If a significant amount of cash is needed, a simple downright gift can work very well.
Gifts are known as “potentially exempt transfers” for inheritance tax purposes. To complete a gift it must be unconditional – ie. the parents may not benefit from the funds after donation.
There is no limit to the value of a potentially exempt transfer and no inheritance tax is payable provided that the donor survives a full seven years from the date of the donation.
Liz Cuthbertson, Private Client Tax Partner at accountants Mercer & Hole
Therefore, after seven years, a 40 percent inheritance tax on the value of the donation has been saved.
After three years, a tapering reduction is applied, which reduces inheritance tax on donations.

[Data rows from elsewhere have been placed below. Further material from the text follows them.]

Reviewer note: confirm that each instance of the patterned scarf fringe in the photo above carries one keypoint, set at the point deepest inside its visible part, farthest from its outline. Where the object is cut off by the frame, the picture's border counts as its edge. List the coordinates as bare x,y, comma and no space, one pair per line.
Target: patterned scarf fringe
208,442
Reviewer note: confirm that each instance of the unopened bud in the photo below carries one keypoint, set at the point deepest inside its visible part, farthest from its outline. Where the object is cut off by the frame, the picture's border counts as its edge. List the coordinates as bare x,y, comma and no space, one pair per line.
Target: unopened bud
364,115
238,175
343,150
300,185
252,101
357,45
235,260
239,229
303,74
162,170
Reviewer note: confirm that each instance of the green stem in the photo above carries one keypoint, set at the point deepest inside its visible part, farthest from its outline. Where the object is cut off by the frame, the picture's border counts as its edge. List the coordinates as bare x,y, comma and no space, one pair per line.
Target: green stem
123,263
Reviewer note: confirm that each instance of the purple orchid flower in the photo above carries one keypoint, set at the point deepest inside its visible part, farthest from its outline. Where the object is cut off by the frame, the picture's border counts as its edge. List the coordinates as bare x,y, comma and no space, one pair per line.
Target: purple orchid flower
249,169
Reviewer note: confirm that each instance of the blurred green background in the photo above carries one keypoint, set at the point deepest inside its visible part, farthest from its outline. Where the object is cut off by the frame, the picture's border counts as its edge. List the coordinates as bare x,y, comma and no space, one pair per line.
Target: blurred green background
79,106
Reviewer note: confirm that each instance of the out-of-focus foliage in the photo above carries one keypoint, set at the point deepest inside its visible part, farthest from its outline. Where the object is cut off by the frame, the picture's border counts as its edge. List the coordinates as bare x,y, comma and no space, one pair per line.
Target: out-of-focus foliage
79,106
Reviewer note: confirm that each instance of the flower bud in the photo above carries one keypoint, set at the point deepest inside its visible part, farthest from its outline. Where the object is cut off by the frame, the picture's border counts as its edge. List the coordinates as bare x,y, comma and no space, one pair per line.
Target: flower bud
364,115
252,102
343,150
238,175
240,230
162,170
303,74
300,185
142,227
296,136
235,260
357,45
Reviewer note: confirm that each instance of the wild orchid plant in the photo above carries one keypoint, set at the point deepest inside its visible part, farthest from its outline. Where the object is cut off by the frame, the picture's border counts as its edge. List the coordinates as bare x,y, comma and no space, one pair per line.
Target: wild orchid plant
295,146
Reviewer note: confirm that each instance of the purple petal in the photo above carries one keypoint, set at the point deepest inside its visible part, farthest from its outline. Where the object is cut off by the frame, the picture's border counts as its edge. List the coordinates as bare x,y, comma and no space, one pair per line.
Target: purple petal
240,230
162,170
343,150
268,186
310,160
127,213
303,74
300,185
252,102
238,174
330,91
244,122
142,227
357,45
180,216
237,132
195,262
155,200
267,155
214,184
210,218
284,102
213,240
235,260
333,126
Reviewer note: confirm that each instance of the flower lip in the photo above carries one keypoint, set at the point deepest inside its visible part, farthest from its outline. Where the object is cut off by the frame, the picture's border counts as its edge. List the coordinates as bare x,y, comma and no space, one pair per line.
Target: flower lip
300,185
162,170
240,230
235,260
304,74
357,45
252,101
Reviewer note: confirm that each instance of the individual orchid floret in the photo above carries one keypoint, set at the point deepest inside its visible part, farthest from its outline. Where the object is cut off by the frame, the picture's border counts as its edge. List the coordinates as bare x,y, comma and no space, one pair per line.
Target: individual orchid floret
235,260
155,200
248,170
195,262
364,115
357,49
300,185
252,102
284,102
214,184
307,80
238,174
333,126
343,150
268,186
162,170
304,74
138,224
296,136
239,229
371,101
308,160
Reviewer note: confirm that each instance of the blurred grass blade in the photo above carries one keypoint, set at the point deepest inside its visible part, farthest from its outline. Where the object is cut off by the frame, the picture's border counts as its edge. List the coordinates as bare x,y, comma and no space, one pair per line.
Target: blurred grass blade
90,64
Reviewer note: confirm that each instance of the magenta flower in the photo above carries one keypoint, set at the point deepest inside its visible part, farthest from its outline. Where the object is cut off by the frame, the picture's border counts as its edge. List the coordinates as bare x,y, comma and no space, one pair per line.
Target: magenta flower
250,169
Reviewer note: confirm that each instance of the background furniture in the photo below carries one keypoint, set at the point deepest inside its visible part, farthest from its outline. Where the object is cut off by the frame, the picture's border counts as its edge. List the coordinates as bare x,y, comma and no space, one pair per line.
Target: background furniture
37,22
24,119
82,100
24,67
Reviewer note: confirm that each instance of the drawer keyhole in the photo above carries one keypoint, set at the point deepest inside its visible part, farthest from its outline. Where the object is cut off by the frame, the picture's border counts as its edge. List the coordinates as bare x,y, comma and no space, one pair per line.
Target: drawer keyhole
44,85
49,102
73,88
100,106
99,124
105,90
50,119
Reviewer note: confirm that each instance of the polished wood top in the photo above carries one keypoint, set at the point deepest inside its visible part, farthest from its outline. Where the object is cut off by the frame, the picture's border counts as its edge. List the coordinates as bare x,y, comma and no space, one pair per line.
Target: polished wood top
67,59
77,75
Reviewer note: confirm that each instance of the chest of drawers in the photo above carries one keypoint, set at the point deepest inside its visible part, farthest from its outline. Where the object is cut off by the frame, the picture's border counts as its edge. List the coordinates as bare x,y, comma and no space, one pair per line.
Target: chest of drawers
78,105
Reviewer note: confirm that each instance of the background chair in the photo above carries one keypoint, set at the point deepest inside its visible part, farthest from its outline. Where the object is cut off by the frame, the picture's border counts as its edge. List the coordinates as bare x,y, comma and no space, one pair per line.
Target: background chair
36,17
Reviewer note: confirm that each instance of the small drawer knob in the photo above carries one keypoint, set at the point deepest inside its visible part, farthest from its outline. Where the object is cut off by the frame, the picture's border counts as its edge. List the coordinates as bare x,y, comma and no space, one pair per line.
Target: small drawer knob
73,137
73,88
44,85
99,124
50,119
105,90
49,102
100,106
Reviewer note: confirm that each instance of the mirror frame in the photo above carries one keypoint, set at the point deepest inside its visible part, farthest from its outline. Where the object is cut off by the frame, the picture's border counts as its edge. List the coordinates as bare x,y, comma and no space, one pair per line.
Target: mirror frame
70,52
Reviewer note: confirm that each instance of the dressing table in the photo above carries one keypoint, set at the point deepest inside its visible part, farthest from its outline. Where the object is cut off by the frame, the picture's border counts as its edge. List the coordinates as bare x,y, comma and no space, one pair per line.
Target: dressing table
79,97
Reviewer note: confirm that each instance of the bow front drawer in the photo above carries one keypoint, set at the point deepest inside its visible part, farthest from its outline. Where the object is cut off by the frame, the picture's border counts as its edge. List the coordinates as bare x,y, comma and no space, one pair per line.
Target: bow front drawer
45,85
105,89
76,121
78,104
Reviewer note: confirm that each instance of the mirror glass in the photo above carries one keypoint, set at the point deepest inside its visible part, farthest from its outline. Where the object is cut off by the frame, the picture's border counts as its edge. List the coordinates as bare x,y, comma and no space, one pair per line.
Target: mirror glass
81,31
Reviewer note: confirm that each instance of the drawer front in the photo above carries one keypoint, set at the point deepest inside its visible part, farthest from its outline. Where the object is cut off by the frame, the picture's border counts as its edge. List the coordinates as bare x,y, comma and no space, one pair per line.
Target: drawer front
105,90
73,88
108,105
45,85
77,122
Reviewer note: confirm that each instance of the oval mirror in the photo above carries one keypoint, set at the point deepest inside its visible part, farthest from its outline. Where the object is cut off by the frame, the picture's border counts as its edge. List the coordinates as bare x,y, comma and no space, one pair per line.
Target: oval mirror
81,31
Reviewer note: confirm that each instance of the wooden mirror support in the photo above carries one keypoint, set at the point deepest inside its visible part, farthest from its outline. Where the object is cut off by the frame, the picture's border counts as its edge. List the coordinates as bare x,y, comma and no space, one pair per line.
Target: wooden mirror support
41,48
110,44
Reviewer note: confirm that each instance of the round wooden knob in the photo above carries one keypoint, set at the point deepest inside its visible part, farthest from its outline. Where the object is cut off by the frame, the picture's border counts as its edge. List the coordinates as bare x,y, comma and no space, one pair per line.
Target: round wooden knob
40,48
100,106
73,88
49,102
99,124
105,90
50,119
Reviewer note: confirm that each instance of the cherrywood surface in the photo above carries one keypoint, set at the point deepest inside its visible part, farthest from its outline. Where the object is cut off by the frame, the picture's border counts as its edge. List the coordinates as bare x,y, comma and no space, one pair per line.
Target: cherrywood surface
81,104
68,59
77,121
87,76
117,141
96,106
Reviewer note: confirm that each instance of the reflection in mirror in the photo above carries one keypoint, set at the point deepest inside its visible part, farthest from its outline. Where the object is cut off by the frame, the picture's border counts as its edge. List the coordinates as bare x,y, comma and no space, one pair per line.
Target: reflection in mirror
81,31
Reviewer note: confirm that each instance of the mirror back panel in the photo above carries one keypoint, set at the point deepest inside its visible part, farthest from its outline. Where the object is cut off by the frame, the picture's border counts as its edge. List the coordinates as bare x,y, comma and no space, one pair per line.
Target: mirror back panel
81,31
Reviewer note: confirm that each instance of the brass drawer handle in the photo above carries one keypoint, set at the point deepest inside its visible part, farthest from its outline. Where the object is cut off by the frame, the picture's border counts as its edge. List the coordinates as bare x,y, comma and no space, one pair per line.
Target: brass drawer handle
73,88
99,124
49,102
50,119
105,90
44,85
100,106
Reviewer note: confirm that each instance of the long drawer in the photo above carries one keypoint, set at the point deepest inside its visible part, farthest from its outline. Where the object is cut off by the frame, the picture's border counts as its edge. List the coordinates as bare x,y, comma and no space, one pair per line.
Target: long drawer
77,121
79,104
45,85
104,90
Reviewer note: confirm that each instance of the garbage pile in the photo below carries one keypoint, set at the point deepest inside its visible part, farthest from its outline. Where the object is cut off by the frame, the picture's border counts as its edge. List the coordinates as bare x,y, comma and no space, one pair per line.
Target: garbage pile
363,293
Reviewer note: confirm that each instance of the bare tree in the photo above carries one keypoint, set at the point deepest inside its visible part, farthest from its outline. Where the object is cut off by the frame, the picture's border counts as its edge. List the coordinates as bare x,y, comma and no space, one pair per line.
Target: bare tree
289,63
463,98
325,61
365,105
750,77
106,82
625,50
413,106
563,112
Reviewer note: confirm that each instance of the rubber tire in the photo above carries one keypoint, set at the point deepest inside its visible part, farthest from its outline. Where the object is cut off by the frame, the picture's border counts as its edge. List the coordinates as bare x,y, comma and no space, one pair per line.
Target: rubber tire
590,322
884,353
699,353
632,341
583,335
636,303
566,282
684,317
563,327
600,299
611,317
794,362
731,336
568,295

In the event that the donor does not survive the full seven years, some inheritance taxes can still be saved.
In the case of more modest gifts, each individual has an annual exemption of £ 3,000 per tax year.
So, mom and dad could donate a total of € 6,000 to their children per tax year.
Gifts within the annual exemption immediately reduce the estate of the parents and are completely exempt from inheritance tax.
In addition, if they have not used this exemption in a previous tax year, they may only transfer the exemption for one year. So if parents didn’t use their annual tax-exempt donation last year, they can donate £ 6,000 each in the current tax year.
Another tax efficient strategy is that parents make a donation to their excess net income for the year. Provided the conditions are met, the gift is immediately exempt from inheritance tax.
These conditions are that the gift was part of your normal expenses, the gift was made out of income and that the gift gives you enough income to maintain your normal standard of living.
If you live seven years from the donation, no inheritance tax is due
Factors that can be taken into account include the frequency and amount of the gifts, the nature of the gifts and why. Obviously, no one knows how long the economic disruption and consequences will last, but if sustained aid is needed, this relief is worth investigating.
Parents will need to demonstrate that the donation was made from a net income surplus, ideally arising in the year the donation was made, before taking into account previous years.
So if parents have more income than they need and are likely to continue to do so, this relief will likely help.
If parents don’t want to give outright gifts, they can consider lending the money to the kids.
The loan can be interest-free and must be demonstrated with a simple loan agreement. Please note that if the money is not repaid the loan will be considered a gift.
It is worth ensuring that a loan agreement is drawn up with the terms of repayment to avoid any ambiguities. There must of course be an intention to repay the loan from the beginning, otherwise it will be considered a gift from the start.